Hôpital de Saint-Martin : la plainte de l’anesthésiste classée sans suite, le directeur évoque une « manipulation »
Les faits remontent au dimanche 24 juin, dans une salle de bloc du centre hospitalier de Saint-Martin, aux Antilles françaises. En début de soirée, une querelle éclate entre le Dr Xavier Ledoux, médecin anesthésiste-réanimateur et Roland Toussaint, directeur de l’établissement. Le lendemain, le praticien hospitalier porte plainte contre son patron, au motif de « violences [...] subies sur [s]on lieu de travail ». Contacté par « le Quotidien » à l’occasion d’un premier article, Roland Toussaint n’avait pas souhaité s’exprimer pour « laisser la justice faire son travail ».
Depuis, de l’eau a coulé sous les ponts. La plainte déposée par le Dr Ledoux a été classée sans suite, « faute de témoins et d’éléments objectifs », explique Jacques Louvier, vice-procureur de Basse-Terre (Guadeloupe), à l’origine de la décision. Et Roland Toussaint souhaite désormais exposer sa version des faits. Il évoque une « manipulation préméditée » de la part du Dr Ledoux et « réfute toute accusation laissant entendre un comportement inadéquat ou même violent » à l’encontre du médecin.
« Je ne l’ai pas touché »
Dans sa plainte, le Dr Ledoux explique « avoir été agressé […] au bloc, en pleine zone stérile ». « Il [le directeur] est rentré sans se protéger et m’a frappé au visage à deux reprises », a témoigné l’anesthésiste, par ailleurs président d’un syndicat hospitalier local (affilié à l’INPH). Une version des faits que conteste Roland Toussaint : « Je ne l’ai pas touché. Ce soir-là, le Dr Ledoux et moi avons bien eu un échange verbal vif pendant une minute, une minute trente, mais à un mètre de distance, sans aucun contact physique. » Le directeur reconnaît par contre que l’altercation a bien eu lieu en « zone stérile, dans le couloir d’entrée du bloc ».
Un conflit qui remonte à plusieurs mois
Selon Roland Toussaint, cette altercation est le fruit d’un « stratagème » monté par le Dr Ledoux. La dégradation des relations entre les deux hommes a pour origine la politique de réduction des dépenses et de restructuration menée par l’hôpital. Le directeur a ainsi entrepris ces derniers mois de diminuer le nombre d’heures supplémentaires ou d’encadrer davantage les évacutations sanitaires.
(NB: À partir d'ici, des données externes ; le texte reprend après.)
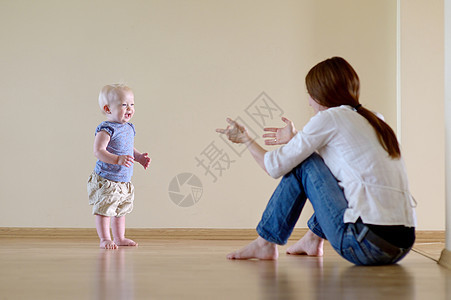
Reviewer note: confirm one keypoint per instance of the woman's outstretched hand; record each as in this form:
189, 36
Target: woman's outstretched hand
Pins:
235, 132
280, 136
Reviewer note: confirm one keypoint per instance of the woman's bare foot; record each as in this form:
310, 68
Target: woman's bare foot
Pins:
310, 244
125, 242
107, 244
260, 249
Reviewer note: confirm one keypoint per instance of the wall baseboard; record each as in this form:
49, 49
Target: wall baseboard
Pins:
422, 236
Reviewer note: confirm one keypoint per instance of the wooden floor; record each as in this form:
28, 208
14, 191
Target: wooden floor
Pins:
33, 268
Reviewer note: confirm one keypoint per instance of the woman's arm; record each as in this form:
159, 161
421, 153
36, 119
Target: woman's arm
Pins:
238, 134
100, 143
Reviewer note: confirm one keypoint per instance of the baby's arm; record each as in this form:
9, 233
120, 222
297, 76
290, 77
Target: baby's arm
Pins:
100, 144
142, 158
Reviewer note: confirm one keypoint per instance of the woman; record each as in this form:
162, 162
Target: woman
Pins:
347, 162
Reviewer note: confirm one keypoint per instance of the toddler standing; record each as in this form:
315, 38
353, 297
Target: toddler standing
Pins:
110, 190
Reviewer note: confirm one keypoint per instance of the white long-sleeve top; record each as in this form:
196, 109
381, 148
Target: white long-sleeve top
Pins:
375, 185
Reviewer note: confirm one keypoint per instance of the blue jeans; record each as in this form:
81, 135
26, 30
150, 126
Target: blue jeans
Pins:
312, 179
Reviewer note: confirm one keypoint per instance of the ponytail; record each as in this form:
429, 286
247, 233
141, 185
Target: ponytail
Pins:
385, 135
334, 82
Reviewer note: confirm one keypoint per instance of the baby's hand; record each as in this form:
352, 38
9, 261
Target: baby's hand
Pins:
125, 160
144, 160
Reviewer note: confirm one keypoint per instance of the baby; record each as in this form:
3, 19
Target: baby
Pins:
110, 190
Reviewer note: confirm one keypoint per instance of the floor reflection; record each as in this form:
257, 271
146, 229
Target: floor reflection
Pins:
114, 275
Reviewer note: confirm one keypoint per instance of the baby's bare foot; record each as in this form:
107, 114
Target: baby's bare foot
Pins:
107, 244
310, 244
260, 249
125, 242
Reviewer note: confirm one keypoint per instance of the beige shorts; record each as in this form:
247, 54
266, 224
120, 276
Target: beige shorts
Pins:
110, 198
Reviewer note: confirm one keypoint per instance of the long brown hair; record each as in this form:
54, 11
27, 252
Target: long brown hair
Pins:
334, 82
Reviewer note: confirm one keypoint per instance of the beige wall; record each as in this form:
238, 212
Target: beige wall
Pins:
422, 106
191, 64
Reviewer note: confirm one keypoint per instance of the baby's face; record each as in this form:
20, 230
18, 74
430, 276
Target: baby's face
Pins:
122, 110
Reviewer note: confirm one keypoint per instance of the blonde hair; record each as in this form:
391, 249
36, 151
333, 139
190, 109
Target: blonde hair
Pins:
111, 93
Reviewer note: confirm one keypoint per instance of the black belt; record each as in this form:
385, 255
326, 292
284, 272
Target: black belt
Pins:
363, 232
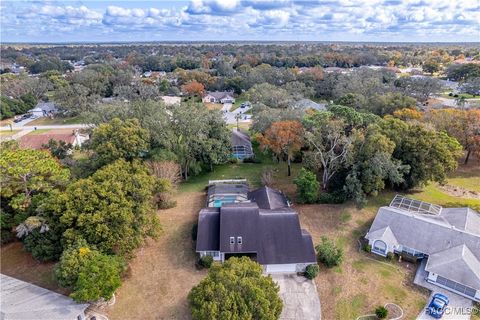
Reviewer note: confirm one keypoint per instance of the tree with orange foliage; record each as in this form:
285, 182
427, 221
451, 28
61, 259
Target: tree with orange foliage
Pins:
463, 125
193, 88
408, 114
283, 138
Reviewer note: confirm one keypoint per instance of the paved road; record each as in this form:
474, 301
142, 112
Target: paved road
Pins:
300, 297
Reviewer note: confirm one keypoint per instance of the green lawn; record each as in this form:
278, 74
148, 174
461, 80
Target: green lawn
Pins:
465, 95
8, 133
47, 121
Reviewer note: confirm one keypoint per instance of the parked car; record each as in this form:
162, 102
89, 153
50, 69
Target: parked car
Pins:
437, 306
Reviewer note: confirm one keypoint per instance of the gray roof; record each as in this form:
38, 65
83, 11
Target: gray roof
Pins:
268, 198
458, 264
306, 104
220, 94
240, 139
24, 301
440, 236
46, 106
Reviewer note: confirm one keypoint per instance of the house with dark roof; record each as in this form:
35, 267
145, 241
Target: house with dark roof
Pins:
259, 224
241, 145
219, 97
21, 300
44, 109
446, 239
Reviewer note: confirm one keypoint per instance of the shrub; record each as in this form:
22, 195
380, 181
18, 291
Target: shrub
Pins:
381, 312
235, 290
311, 271
390, 256
328, 253
90, 274
335, 197
307, 186
267, 177
206, 261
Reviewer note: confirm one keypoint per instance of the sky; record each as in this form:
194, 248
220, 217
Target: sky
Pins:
240, 20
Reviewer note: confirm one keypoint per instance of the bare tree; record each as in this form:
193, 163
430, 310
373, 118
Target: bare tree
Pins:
330, 148
168, 170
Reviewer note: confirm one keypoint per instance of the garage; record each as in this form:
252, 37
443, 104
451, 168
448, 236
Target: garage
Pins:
275, 268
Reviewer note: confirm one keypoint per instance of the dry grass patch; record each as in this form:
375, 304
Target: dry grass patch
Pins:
17, 263
163, 271
361, 283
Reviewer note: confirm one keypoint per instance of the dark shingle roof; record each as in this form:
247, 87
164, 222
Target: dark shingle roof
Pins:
268, 198
282, 240
239, 220
208, 229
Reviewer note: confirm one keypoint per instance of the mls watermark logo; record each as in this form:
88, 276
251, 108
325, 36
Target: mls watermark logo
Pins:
459, 311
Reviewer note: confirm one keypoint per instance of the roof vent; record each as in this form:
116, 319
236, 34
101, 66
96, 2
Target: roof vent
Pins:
415, 206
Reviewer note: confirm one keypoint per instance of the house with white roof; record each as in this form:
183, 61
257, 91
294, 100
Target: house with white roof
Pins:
447, 238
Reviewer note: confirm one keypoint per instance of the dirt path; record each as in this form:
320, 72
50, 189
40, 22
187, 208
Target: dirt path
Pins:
163, 271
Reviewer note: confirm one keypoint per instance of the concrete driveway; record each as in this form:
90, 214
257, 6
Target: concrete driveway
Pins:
300, 297
459, 307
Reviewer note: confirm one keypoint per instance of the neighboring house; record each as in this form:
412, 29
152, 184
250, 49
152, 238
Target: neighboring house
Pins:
241, 145
306, 104
171, 100
449, 238
37, 141
259, 224
219, 97
44, 109
21, 301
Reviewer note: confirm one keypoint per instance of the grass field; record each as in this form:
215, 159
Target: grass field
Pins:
162, 273
55, 121
8, 133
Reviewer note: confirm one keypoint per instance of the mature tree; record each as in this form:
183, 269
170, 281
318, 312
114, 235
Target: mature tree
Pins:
263, 116
463, 72
419, 87
90, 274
25, 172
389, 103
431, 66
235, 290
329, 146
119, 140
328, 253
408, 114
283, 138
112, 209
201, 136
431, 155
193, 88
75, 99
307, 186
463, 125
372, 165
472, 86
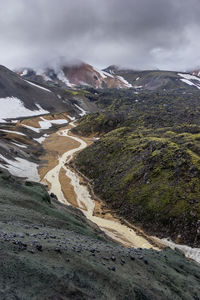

Roland Toussaint en est persuadé : « Le Dr Ledoux a cette obsession, cette volonté délibérée de me faire renvoyer depuis mon arrivée à la tête de l’hôpital, en septembre 2011. (...) Pour être moins douloureuses, toutes les propositions de restructuration ont pourtant été étalées sur un plan de trois ans », nuance Roland Toussaint, qui estime que « 95 % des praticiens sont prêts à accepter ces décisions ».
L’affaire devrait rebondir dans les prochaines semaines. L’agence régionale de santé (ARS) de Guadeloupe a auditionné le 27 juin Roland Toussaint ainsi que le président et le vice-président de la Commission médicale d’établissement (CME). Actuellement en congés, le directeur sera de retour à son poste le 23 juillet. De son côté, le Dr Ledoux ne baisse pas les bras. « Nous attendons de recevoir l’avis de classement sans suite pour déposer une plainte avec constitution de partie civile au Tribunal de grande instance de Basse-Terre », explique Me Ioana André, avocate de l’anesthésiste. Qui, en parallèle, a aussi demandé l’ouverture d’une enquête administrative auprès de l’ARS.